API designers should be writers - davewiner
http://scripting.com/stories/2011/06/21/apiDesignersShouldBeWriter.html
======
spacemanaki
I don't remember where (maybe Coders At Work?) but I've read recommendations
that API design be thought of as a language design. I certainly believe that
thinking about programming language design would help refine the same "taste"
that would result in high quality APIs. For instance, the kind of
thoughtfulness that Christian Queinnec talks about in Lisp in Small Pieces,
talking about type conversion functions like string->number,

    
    
        "Personally, I don't like names formed like this x->y to indicate a
        conversion because this order makes it difficult to understand
        compositions: for example, (y->z (x->y ... )) is less straightforward
        than (z<-y (y<-x ...)).

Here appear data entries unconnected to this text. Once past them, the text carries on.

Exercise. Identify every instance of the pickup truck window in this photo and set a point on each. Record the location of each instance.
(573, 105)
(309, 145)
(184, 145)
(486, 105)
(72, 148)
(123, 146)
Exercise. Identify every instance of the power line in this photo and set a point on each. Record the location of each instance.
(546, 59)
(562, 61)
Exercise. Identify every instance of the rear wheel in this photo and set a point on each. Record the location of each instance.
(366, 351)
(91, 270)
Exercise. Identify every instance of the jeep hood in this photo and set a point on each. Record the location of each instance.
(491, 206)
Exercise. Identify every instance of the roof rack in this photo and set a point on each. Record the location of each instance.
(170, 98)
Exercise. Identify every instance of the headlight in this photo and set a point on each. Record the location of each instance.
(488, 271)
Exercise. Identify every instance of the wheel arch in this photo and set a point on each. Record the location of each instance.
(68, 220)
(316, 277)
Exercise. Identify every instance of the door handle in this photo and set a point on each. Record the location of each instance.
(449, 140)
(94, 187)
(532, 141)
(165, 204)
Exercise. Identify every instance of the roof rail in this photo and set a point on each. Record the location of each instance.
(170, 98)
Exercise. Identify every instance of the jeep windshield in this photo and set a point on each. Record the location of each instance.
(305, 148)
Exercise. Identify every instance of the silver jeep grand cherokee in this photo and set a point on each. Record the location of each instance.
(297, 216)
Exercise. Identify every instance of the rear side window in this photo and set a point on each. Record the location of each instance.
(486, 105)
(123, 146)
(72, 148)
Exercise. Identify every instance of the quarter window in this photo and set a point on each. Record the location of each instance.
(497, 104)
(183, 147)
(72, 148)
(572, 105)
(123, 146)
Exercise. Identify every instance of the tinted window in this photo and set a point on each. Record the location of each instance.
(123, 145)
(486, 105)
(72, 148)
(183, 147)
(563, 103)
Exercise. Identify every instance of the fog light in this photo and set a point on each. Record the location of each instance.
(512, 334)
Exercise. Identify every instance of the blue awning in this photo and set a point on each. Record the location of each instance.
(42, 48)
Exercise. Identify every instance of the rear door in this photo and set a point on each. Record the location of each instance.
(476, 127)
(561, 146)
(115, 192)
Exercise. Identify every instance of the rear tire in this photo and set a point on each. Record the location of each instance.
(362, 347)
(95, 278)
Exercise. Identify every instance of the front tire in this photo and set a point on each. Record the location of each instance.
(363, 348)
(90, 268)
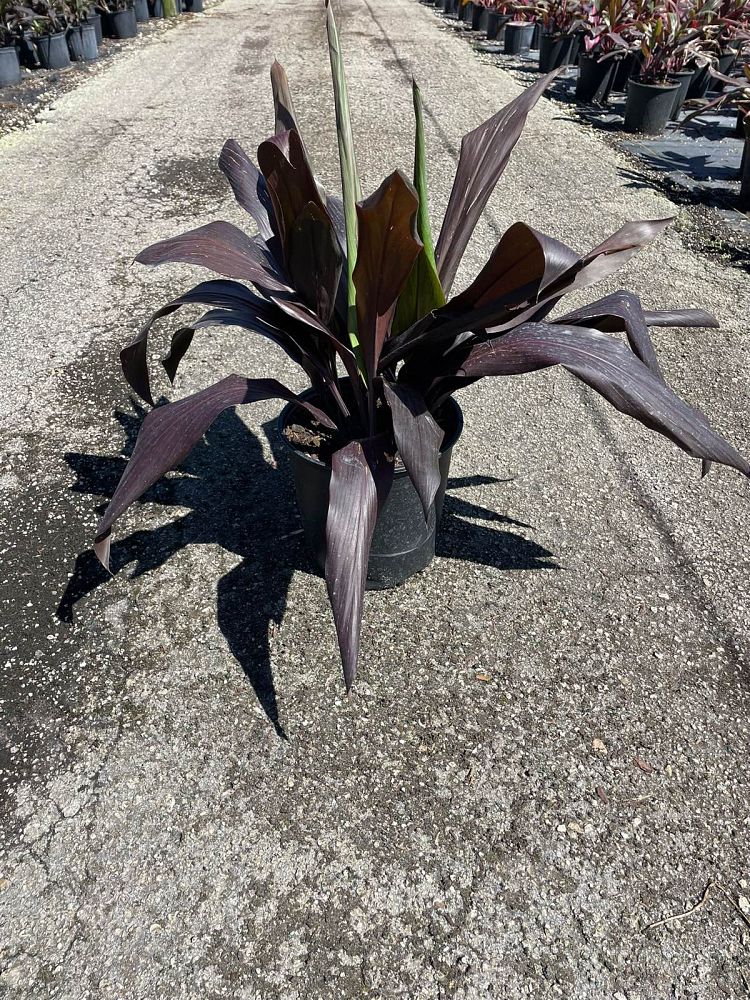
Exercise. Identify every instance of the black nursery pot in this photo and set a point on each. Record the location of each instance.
(555, 51)
(698, 86)
(53, 50)
(517, 37)
(120, 24)
(10, 67)
(648, 106)
(682, 79)
(403, 543)
(75, 43)
(727, 59)
(95, 20)
(496, 24)
(595, 79)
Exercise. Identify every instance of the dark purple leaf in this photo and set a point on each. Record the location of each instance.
(314, 260)
(220, 247)
(680, 317)
(388, 245)
(249, 187)
(418, 439)
(484, 155)
(617, 313)
(170, 432)
(229, 295)
(609, 367)
(360, 480)
(522, 265)
(289, 179)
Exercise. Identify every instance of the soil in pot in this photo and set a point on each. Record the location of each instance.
(682, 79)
(10, 67)
(555, 51)
(120, 24)
(403, 542)
(53, 50)
(648, 106)
(517, 37)
(496, 25)
(595, 79)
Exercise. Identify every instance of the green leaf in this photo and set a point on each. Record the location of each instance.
(423, 291)
(350, 187)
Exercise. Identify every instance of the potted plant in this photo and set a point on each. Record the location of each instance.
(10, 66)
(118, 18)
(651, 96)
(607, 59)
(560, 21)
(735, 94)
(48, 31)
(497, 17)
(520, 29)
(81, 32)
(352, 290)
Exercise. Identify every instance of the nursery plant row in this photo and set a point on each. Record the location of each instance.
(666, 57)
(50, 34)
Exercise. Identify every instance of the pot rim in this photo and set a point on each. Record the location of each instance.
(283, 419)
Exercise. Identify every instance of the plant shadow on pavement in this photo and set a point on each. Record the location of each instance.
(234, 494)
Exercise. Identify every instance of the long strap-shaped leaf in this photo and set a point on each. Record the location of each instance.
(418, 439)
(387, 251)
(170, 432)
(350, 187)
(484, 155)
(249, 187)
(361, 476)
(610, 367)
(255, 312)
(423, 291)
(220, 247)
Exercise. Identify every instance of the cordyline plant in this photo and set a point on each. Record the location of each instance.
(355, 286)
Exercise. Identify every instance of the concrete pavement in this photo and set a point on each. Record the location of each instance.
(547, 747)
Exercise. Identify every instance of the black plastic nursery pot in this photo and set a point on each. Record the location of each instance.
(53, 50)
(403, 543)
(727, 60)
(95, 20)
(627, 67)
(744, 202)
(555, 51)
(10, 67)
(496, 25)
(75, 43)
(120, 24)
(648, 106)
(517, 37)
(595, 79)
(682, 79)
(698, 86)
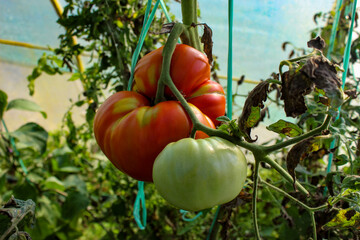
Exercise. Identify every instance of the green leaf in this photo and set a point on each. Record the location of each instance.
(31, 135)
(3, 103)
(352, 182)
(20, 213)
(74, 204)
(253, 118)
(69, 169)
(287, 128)
(346, 218)
(341, 160)
(27, 105)
(54, 183)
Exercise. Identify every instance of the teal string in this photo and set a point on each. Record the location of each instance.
(163, 7)
(16, 152)
(229, 87)
(346, 66)
(184, 213)
(213, 222)
(140, 202)
(229, 68)
(140, 205)
(144, 31)
(334, 28)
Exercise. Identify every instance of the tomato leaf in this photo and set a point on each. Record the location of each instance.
(16, 214)
(74, 204)
(324, 75)
(223, 119)
(352, 182)
(346, 218)
(299, 152)
(251, 112)
(294, 87)
(3, 103)
(287, 128)
(24, 104)
(31, 135)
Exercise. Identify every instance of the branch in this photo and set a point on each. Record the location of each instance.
(254, 199)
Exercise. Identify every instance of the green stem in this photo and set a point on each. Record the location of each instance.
(294, 140)
(189, 17)
(168, 51)
(254, 199)
(313, 224)
(285, 174)
(215, 227)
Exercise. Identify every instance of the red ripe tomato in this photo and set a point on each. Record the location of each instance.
(131, 133)
(190, 72)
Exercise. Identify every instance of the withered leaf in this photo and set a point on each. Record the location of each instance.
(351, 93)
(206, 39)
(317, 43)
(251, 112)
(294, 87)
(287, 128)
(299, 152)
(323, 74)
(166, 28)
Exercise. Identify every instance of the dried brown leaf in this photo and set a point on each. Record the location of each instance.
(324, 75)
(298, 153)
(206, 39)
(254, 100)
(317, 43)
(294, 88)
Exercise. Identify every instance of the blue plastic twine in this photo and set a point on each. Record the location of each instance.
(346, 66)
(140, 203)
(229, 87)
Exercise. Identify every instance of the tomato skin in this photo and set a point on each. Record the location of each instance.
(131, 133)
(198, 174)
(190, 72)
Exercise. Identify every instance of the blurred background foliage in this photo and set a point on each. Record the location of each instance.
(78, 194)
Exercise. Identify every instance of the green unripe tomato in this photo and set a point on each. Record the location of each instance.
(198, 174)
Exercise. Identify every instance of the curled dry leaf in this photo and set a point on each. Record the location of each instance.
(294, 87)
(206, 39)
(324, 75)
(317, 43)
(316, 72)
(299, 152)
(250, 115)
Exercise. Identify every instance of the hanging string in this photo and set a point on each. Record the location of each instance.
(345, 66)
(229, 88)
(229, 66)
(140, 203)
(334, 28)
(144, 31)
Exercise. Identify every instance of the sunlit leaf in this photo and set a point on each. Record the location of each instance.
(27, 105)
(75, 203)
(3, 103)
(31, 135)
(250, 115)
(346, 218)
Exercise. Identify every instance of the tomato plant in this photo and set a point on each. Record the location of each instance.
(132, 133)
(190, 72)
(198, 174)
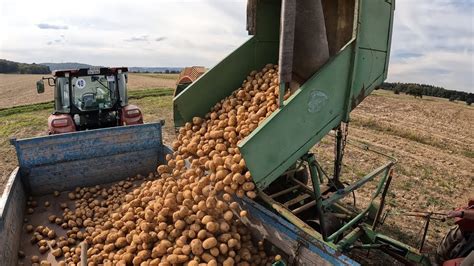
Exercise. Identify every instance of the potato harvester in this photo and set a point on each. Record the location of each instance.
(331, 55)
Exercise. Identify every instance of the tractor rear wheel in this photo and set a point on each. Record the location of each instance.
(451, 245)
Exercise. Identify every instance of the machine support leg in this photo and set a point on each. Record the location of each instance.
(313, 169)
(427, 224)
(281, 96)
(338, 158)
(382, 200)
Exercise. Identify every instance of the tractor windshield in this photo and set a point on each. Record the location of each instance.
(93, 92)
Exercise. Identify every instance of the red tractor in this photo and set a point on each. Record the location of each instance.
(90, 98)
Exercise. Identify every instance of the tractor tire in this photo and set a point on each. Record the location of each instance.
(451, 245)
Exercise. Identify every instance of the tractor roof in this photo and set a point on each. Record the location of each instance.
(90, 71)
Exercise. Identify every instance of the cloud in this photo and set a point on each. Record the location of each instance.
(46, 26)
(433, 43)
(142, 38)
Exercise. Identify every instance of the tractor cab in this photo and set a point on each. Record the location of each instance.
(90, 98)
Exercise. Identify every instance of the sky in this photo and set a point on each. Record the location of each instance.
(432, 42)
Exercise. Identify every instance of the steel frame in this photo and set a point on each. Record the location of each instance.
(357, 231)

In contrast x->y is much easier to read than
        y<-x. You can see here one of the many difficulties that language
        designers come up against." (footnote on p 5)
    

Also, I think it was in Coders At Work that Joshua Bloch said that APIs should
be carefully designed because it's hard to change them, and also designed with
public consumption in mind, because by the time your private, in-house API is
made public, you can't change it. I think he mentions this repeatedly in
Effective Java too.

My painful experience developing for the BlackBerry OS has really brought this
point home to me, I think many parts of that API were not thought through, and
were never meant to be public.

------
mattdeboard
I can't say as though I share the OP's sentiment wrt the Amazon API, or at
least the boto Python bindings. It's a bit silly that I have to fetch all my
instances (or, at best, all instances in a region, but all ours are in a
single region) to operate on a single one. Other than that though, what
functionality I've used in boto has been straightforward.

Also I kind of lost the thread on what this blog post was about. I'd have
liked to see firmer examples of economy of words/commands in API construction,
as I'm working on an API myself right now.